As there is much less physical memory than virtual memory the operating system must be careful that it does not use the physical memory inefficiently. One way to save physical memory is to only load virtual pages that are currently being used by the executing program. For example, a database program may be run to query a database. In this case not all of the database needs to be loaded into memory, just those data records that are being examined. Also, if the database query is a search query then the it does not make sense to load the code from the database program that deals with adding new records. This technique of only loading virtual pages into memory as they are accessed is known as demand paging.
When a process attempts to access a virtual address that is not currently
in memory the CPU cannot find a page table entry for the virtual
page referenced.
For example, in Figure there is
no entry in Process X's page table for virtual PFN 2 and
so if Process X attempts to read from an address within
virtual PFN 2 the CPU cannot translate the address into a physical one.
At this point the CPU cannot cope and needs the operating system to
fix things up.
It notifies the operating system that a page fault has occurred
and
the operating system makes the process wait whilst it fixes things up.

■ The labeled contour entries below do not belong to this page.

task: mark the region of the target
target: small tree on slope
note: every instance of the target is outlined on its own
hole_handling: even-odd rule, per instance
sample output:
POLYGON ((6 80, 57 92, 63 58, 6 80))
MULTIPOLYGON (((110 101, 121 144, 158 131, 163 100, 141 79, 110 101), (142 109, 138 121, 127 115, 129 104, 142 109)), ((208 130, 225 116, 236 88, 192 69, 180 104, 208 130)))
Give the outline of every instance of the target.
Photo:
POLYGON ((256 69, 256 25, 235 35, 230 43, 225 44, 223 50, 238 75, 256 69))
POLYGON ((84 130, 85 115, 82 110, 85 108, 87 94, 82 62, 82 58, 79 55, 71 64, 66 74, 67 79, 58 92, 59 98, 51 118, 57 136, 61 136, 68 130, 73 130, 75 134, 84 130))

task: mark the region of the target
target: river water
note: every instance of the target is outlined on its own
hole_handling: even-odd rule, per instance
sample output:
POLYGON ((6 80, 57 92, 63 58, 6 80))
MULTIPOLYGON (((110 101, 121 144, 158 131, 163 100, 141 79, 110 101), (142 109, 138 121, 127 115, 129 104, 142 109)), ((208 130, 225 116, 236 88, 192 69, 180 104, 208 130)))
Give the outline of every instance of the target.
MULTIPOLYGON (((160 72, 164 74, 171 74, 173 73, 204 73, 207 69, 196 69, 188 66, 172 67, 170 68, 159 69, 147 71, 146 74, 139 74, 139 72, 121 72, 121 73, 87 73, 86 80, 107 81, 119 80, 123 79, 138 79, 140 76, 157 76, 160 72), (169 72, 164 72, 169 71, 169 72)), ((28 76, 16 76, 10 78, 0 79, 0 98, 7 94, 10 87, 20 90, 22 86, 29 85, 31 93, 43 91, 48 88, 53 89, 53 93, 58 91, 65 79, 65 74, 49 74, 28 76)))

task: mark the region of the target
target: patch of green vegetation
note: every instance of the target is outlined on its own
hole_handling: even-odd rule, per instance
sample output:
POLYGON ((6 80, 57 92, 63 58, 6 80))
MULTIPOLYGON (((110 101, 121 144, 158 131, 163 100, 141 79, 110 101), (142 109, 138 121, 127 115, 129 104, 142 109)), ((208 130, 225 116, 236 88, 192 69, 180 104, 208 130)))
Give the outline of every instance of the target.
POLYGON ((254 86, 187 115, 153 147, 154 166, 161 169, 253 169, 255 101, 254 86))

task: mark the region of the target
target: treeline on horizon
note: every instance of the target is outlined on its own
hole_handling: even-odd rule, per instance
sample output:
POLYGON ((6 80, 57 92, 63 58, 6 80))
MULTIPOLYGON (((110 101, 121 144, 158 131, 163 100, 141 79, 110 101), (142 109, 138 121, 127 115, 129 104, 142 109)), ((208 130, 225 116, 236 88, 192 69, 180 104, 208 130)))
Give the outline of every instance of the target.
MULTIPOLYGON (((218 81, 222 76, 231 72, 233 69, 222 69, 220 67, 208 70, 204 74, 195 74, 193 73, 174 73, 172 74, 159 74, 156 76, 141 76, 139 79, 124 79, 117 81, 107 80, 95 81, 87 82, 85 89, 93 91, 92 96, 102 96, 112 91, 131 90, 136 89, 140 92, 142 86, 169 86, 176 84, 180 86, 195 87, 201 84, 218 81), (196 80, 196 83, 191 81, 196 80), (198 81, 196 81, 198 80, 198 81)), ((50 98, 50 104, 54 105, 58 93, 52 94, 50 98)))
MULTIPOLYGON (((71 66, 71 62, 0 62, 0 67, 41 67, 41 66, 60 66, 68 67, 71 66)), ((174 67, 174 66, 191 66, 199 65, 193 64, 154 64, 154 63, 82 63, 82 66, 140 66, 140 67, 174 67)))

The CPU must bring the appropriate page into memory from the image on disk.
Disk access takes a long time, relatively speaking, and so the process must
wait quite a while until the page has been fetched.
If there are other processes that could run then the operating
system will select one of them to run.
The fetched page is written into a free physical page frame and an entry
for the virtual PFN is added to the processes page table.
The process is then restarted at the point where the memory fault
occurred.
This time the virtual memory access is made, the CPU can make the
address translation and so the process continues to run.
This is known as demand paging and occurs when the system is busy but also
when an image is first loaded into memory.
This mechanism means that a process can execute an image that only partially
resides in physical memory at any one time.